The first ten turns had to be alpine turns due to seriously limited space, no worries, these things do that better than any tele binding I have ever skied! Then rather quickly the pitch mellows and the rock walls move back. A little more comfortable for powered up, lots of rear foot steering telemark turns, just the way we like them! I like this setup, day two, through.

4thjulypeak.JPGIt’s a couple of days later, we are in the first week of April and true to Sierra weather we get a sixteen inch dump, (more than any January storm this year). Back to the resort. Knee deep with a bottom. I expected some tip diving with such an active binding. Much to my surprise there was very little. And what there was seemed to be controllable. This may be because the tighter taller stance keeps you on the ball of the foot and not low and driving the tip down, until you really want to, then a little heel lift is all it takes. The binding did well as far as snow packing under foot, and if some did start to build up, it was easy to tap out. Where I did have some icing was in and around the tour mode lever. This made it a little difficult to operate at times.
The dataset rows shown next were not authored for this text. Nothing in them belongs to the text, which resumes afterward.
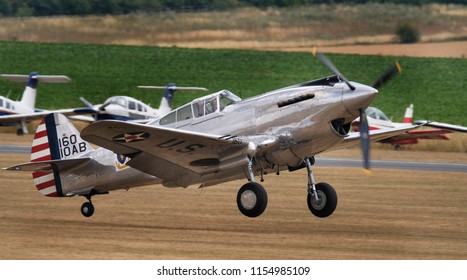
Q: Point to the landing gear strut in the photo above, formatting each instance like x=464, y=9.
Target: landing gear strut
x=87, y=209
x=321, y=198
x=252, y=198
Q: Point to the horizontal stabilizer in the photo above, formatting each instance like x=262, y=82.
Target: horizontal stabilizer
x=40, y=78
x=452, y=127
x=174, y=88
x=49, y=165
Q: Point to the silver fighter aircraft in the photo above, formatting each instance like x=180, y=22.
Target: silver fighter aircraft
x=211, y=140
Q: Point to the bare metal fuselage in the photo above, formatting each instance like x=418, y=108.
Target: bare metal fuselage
x=304, y=120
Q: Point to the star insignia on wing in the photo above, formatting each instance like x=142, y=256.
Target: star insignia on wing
x=131, y=137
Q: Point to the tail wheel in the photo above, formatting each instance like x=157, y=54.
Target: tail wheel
x=326, y=202
x=87, y=209
x=252, y=199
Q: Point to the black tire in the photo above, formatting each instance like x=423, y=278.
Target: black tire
x=327, y=205
x=252, y=199
x=87, y=209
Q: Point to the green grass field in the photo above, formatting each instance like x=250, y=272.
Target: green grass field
x=436, y=87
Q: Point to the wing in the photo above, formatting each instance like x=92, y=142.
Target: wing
x=451, y=127
x=41, y=114
x=352, y=140
x=438, y=134
x=178, y=157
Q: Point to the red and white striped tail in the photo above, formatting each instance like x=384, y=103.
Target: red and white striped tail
x=408, y=116
x=40, y=151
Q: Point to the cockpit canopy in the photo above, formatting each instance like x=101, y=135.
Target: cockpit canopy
x=127, y=103
x=201, y=107
x=376, y=113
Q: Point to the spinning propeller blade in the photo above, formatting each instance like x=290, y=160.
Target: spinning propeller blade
x=363, y=124
x=364, y=139
x=321, y=57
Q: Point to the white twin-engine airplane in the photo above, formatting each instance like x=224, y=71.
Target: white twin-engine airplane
x=14, y=113
x=211, y=140
x=127, y=108
x=115, y=108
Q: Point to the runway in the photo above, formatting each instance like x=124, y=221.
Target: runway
x=329, y=161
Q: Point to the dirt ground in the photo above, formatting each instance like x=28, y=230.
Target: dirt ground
x=391, y=214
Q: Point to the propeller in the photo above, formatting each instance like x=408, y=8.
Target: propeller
x=321, y=57
x=364, y=139
x=363, y=124
x=388, y=75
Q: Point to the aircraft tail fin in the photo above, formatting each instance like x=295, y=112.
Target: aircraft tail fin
x=57, y=143
x=408, y=116
x=29, y=95
x=169, y=90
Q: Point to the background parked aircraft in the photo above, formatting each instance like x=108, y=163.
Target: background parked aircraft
x=128, y=108
x=11, y=111
x=115, y=107
x=378, y=120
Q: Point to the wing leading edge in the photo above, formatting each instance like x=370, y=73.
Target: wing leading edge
x=178, y=157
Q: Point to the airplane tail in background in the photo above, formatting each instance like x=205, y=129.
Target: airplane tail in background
x=408, y=117
x=29, y=95
x=169, y=90
x=57, y=145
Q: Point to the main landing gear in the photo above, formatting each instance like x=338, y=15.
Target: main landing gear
x=87, y=209
x=321, y=198
x=252, y=198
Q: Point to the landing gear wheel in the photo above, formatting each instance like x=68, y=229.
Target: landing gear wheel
x=326, y=203
x=87, y=209
x=252, y=199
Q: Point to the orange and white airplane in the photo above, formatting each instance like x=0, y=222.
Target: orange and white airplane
x=378, y=120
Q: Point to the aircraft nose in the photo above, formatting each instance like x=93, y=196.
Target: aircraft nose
x=359, y=98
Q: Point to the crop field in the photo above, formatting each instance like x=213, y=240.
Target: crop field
x=436, y=86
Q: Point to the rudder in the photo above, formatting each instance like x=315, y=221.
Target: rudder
x=55, y=139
But wait! There is one more bonus. In the afternoon we came down to the van, I pulled out a pair of skis mounted with an AT binding and stepped right in with the same Crispi NTN boot. Because the sole is AT norm they are able to do this, the bellows don’t flex and the boot skied incredibly well. Well until I just had to switch back to the good stuff. Day three wow wee!

I switched the binding to my own Rossignol Sickbirds and skied that setup daily for the next five weeks. Eventually the day came where I had to give the gear back. The bindings needed to return to Norway to be studied. I felt like my summer vacation friends had gone home and I had to go back to playing with my old friends. But I’ve changed and I don’t want to go back to duckbill days. I can’t wait for my NTN friends to come back from Norway next fall!

Gary Bell
Owner of Sierra Ski and Cycle Works for 28 years
Skier since the age of 3
Telemark skier since 1978. And a short period of 8 years as a snowboarder, but I’ve recovered now.